What is a query point?
A new data point whose label or value we want to predict.
In KNN, what does “near” mean?
Small distance to the query.
What does KNN use to make a prediction?
Nearby stored examples.
What does brute-force search check?
Every stored item.
What is the goal of approximate search?
To search faster by checking fewer candidates.
Why turn data into features or vectors?
So that we can compare them computationally.
What does a distance metric measure?
How close or different two data points are.
In KNN classification, how is the class usually chosen?
By majority vote among the nearest neighbours.
What is the naïve exact search cost per query?
O(nd), where n is stored examples and d is features.
What is a candidate set?
A smaller group of promising items checked in detail.
What is a feature?
A measurable property used to describe a data point.
Why is B closest to q = (2, 2)?
B = (2, 1), so d(q, B) = 1.
In KNN regression, how is the value often predicted?
By averaging the values of the nearest neighbours.
Why is brute-force search exact?
Because it checks all stored examples before choosing neighbours.
What is the intuition behind locality-sensitive hashing?
Similar items are more likely to fall into the same bucket.
Why does representation affect KNN?
Because distance, and therefore “near”, depends on the representation.
Why did we “look first, calculate second”?
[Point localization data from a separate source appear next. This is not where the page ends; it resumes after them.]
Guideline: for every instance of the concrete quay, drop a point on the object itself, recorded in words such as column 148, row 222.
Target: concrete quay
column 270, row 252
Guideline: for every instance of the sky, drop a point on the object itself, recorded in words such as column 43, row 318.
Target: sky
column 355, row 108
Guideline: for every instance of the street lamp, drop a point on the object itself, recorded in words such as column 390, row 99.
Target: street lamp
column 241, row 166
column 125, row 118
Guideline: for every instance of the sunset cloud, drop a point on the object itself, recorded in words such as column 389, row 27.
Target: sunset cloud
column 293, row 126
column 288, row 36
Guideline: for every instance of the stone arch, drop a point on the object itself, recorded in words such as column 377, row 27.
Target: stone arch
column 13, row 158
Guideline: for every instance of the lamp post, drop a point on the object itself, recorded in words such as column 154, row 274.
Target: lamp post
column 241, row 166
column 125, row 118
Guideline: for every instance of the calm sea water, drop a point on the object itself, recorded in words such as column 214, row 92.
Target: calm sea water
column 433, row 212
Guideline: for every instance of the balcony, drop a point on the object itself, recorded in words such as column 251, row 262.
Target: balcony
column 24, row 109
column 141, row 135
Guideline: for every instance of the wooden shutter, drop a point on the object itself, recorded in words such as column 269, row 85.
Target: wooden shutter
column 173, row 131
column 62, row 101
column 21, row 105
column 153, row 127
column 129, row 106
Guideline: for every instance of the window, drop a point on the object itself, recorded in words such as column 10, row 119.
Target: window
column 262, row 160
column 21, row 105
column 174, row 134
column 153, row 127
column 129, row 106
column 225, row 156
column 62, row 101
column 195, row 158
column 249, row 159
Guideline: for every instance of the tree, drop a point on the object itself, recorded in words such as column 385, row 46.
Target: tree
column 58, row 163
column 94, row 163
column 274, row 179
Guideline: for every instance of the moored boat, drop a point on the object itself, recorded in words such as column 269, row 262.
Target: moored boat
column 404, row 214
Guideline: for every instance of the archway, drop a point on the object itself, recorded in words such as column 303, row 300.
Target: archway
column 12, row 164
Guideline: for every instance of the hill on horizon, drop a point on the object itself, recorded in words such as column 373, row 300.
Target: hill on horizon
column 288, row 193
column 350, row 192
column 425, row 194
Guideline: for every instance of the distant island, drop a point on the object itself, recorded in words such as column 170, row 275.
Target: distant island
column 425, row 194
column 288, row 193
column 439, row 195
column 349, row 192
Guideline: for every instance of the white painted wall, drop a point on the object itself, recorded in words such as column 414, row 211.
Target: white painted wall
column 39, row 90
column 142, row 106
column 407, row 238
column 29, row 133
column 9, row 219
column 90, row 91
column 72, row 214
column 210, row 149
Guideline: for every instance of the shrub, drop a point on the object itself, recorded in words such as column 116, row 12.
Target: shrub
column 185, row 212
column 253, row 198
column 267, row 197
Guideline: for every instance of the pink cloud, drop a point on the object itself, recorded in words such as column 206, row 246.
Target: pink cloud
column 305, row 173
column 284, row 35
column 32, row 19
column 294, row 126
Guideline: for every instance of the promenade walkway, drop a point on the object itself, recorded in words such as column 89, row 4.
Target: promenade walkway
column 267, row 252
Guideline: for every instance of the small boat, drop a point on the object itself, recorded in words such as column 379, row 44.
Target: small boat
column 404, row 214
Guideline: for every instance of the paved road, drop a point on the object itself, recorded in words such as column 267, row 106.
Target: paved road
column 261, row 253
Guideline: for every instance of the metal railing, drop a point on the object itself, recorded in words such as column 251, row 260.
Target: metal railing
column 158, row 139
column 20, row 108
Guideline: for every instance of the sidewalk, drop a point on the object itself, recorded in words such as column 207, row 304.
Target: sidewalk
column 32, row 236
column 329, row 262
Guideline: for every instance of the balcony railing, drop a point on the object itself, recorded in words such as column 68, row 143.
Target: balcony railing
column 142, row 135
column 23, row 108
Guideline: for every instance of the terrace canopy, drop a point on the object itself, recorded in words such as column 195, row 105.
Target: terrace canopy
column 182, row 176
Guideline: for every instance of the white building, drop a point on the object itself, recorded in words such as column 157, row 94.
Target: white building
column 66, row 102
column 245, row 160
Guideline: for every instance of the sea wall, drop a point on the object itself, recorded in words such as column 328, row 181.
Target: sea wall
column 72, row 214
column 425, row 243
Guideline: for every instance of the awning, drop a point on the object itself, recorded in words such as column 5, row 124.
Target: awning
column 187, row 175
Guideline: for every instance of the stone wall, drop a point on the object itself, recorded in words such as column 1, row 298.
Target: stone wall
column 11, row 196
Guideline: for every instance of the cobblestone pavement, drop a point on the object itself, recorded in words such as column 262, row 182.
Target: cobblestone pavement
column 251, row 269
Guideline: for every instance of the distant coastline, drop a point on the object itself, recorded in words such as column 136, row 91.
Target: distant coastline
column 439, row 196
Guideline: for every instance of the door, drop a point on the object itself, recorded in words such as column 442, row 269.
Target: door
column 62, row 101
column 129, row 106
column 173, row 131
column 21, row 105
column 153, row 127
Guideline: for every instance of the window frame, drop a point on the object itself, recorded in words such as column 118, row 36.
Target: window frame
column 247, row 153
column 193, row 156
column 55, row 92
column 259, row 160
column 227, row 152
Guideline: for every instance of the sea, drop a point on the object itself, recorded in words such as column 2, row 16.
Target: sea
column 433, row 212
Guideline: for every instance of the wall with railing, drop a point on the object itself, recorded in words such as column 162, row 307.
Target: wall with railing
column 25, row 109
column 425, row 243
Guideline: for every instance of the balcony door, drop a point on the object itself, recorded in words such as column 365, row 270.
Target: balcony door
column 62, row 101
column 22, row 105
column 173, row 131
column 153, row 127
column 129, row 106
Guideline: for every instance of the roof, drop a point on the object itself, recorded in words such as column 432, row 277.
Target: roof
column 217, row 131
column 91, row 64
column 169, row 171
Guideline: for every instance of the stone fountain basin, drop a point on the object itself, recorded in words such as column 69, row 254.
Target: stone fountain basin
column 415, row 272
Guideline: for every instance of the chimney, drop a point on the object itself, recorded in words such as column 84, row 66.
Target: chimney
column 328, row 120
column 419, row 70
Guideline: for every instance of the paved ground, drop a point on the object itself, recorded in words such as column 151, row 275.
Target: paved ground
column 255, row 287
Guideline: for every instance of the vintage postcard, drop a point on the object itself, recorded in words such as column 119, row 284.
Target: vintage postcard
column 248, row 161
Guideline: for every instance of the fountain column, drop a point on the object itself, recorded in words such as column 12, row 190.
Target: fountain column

To build visual intuition before applying the distance formula.
What does (k) control?
The number of neighbours used for prediction.
Why can KNN prediction be expensive at scale?
Because neighbour search happens when the query arrives.
What trade-off appears in approximate search?
Faster search may reduce exactness or recall.
What can go wrong with a poor representation?
Similar items may look far apart, or dissimilar items may look close together.
Why might Euclidean distance fail?
The representation or feature scales may not reflect meaningful similarity.
Why can changing (k) change the prediction?
Because it changes which neighbours influence the vote or average.
Why is exact search costly for 10⁶ items and 512 features?
One query may examine over 500 million feature dimensions.
Why evaluate recall or search quality?
Because the true nearest neighbours may be missed, which can affect the final prediction.